Entre toda la caterva de visitantes con perros que pasean por estos parajes, hay quienes cumplen con la más elemental norma, a la hora de pasear a sus mascotas; y es, llevarlos atados para evitar posibles problemas.



Los delfines













 
Muy temprano, casi al amanecer se han acercado los delfines a la playa siguiendo un banco de peces. El mar estaba en calma, como “un plato”, con un azul intenso propio de los días luminosos de primavera, aunque todavía el invierno, sigue imperando en el calendario.
Los delfines se han acercado tanto, que se podían distinguir los chillidos producidos en su ajetreo. En un instante, el mar se ha convertido en un hervidero de movimientos, olas y ondas producidas por las acompasadas acometidas de los delfines. 

Era un baile totalmente sincronizado para acorralar a los peces.

Han formado tal revuelo en su intento de capturar el mayor número de peces, que han llamado la atención de gaviotas y cormoranes, que se han unido al festín organizado por los delfines. 

El cielo era un pulular de gaviotas y cormoranes reclamando las migajas del banquete que dejaban los delfines.

Pocas alternativas les han dejado a los pobres peces, que se han visto sorprendidos por mar y aire. Los que intentaban escaparse dando saltos fuera del agua, eran capturados por las gaviotas que iban siguiendo desde el aire todas las peripecias de los delfines.
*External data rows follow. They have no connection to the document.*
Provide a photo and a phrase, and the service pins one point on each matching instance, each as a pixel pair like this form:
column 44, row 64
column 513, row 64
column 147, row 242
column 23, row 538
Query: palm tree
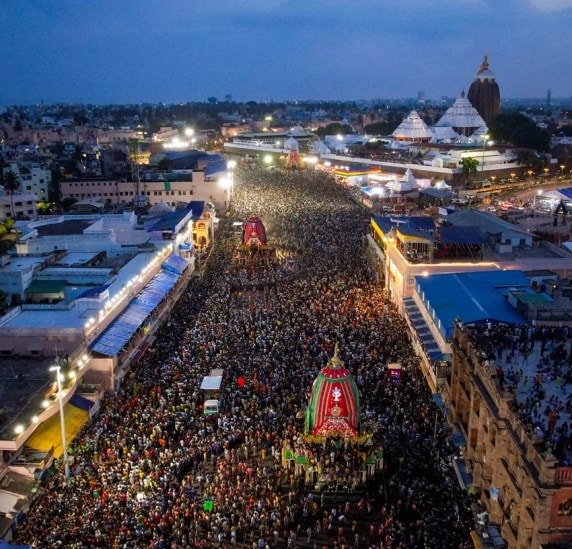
column 79, row 158
column 469, row 165
column 11, row 184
Los peces, que habían salvado el cerco que los delfines les tenían organizado, y creyéndose seguros de que habían salido del peligro, eran sorprendidos por los cormoranes, que alejados de la zona de actuación de los delfines, iban capturando a tan incautos prófugos.

Los delfines lenta pero acompasadamente han ido escudriñando toda la bahía que conformaba la playa; tanto hacia la orilla, como a poniente y levante; y tras ellos, las bandas de gaviotas  cual procesión avícola en estación de penitencia.

Ahítos de tal festín, se han ido alejando hacia poniente con su parsimonia habitual, volviendo el mar a la tranquilidad inicial. Ningún vestigio quedó de la masacre que se había producido hacía un momento.

La Naturaleza retornó a su bella e idílica apariencia de primavera adelantada, y cuando fueron apareciendo los primeros caminantes admirando la belleza que se abría ante sus ojos, nada sabían ni podían imaginar, de que pocos minutos antes, esa misma Naturaleza, había mostrado su parte más cruel, pero tan necesaria y vital para la conservación de esa belleza.